Currently, BC players can only place sports bets on individual events if they go over the limit Washington Casinos or on unregulated offshore websites. With sports betting legalized for individual events, BCLC denies that this game can be relocated to BC Casinos and its own PlayNow.com website, which focuses on player health and raises revenue to support provincial initiatives such as health, Education and community programs contribute.
PlayNow.com, owned and operated by BCLC, is the only regulated gambling website in BC. Legalizing single bets, the company said, would help quickly create a new set of sports betting opportunities that players are currently accessing on websites that operate illegally in the province.
Stewart GroumoutisBCLC’s Director of eGaming commented, “Our players have long wanted sports betting for individual events. For example this weekend is that Super bowl and our players just want to be able to bet on the winner, which they can’t under current legislation.
“We encourage the federal government to modernize the law so that we can offer our players single bets and generate additional income to support provincial programs.”
Long-term, BCLC said it would work with industrial, regulatory and government partners in land-based casinos and community gaming centers to introduce licensed sports betting in key markets. In addition, the company would consider improving sports betting offers at pubs across BC selling lottery products.

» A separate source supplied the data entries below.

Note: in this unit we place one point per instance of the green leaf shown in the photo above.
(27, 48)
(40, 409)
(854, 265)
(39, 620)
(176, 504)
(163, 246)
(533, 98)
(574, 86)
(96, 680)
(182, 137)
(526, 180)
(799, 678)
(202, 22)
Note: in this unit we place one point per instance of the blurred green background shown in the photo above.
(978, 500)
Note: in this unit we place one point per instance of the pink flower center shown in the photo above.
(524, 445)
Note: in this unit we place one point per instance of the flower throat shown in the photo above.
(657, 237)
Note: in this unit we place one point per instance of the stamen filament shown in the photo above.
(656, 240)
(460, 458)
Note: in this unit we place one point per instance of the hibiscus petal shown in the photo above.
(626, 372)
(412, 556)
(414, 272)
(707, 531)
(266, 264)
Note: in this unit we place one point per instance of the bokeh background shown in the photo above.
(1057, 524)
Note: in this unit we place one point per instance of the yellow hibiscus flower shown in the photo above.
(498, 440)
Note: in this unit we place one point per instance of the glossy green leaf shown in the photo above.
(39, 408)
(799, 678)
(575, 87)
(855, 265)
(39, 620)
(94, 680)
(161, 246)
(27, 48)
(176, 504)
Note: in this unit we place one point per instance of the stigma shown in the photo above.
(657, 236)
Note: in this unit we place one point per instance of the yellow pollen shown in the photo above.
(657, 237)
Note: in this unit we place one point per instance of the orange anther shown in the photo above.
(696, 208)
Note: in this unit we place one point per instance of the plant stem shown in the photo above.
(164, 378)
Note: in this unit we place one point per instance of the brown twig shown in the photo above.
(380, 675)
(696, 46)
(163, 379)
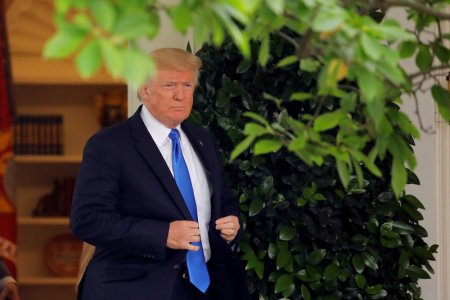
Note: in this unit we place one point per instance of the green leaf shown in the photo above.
(369, 260)
(103, 12)
(305, 292)
(328, 18)
(399, 177)
(331, 272)
(373, 290)
(66, 40)
(442, 53)
(266, 146)
(243, 66)
(222, 98)
(181, 16)
(136, 25)
(89, 60)
(371, 86)
(442, 98)
(300, 96)
(272, 251)
(328, 120)
(412, 212)
(276, 6)
(411, 199)
(138, 67)
(407, 49)
(344, 173)
(416, 273)
(242, 146)
(360, 280)
(263, 55)
(316, 257)
(283, 283)
(113, 58)
(424, 59)
(358, 263)
(309, 65)
(256, 117)
(402, 228)
(254, 129)
(287, 233)
(256, 206)
(284, 257)
(259, 269)
(288, 60)
(371, 46)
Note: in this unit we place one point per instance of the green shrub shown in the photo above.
(306, 237)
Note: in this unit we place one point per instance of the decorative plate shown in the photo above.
(62, 255)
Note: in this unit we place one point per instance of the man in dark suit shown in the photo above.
(8, 286)
(152, 197)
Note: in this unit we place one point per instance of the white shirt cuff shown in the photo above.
(6, 280)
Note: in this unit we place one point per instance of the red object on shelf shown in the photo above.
(7, 209)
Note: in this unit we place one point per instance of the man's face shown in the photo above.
(169, 96)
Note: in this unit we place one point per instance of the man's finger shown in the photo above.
(189, 246)
(227, 219)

For example, players could place a wager on the outcome of the Canucks game and take part in their local bar or pub.
BCLC anticipates that sports betting for one-off events through online and land-based opportunities will generate an estimated $ 125 million to $ 175 million in additional revenue. In fiscal 2019/20, BCLC generated $ 1.3 billion in net income for the province thanks to the actors, helping to support education, community programs and health care.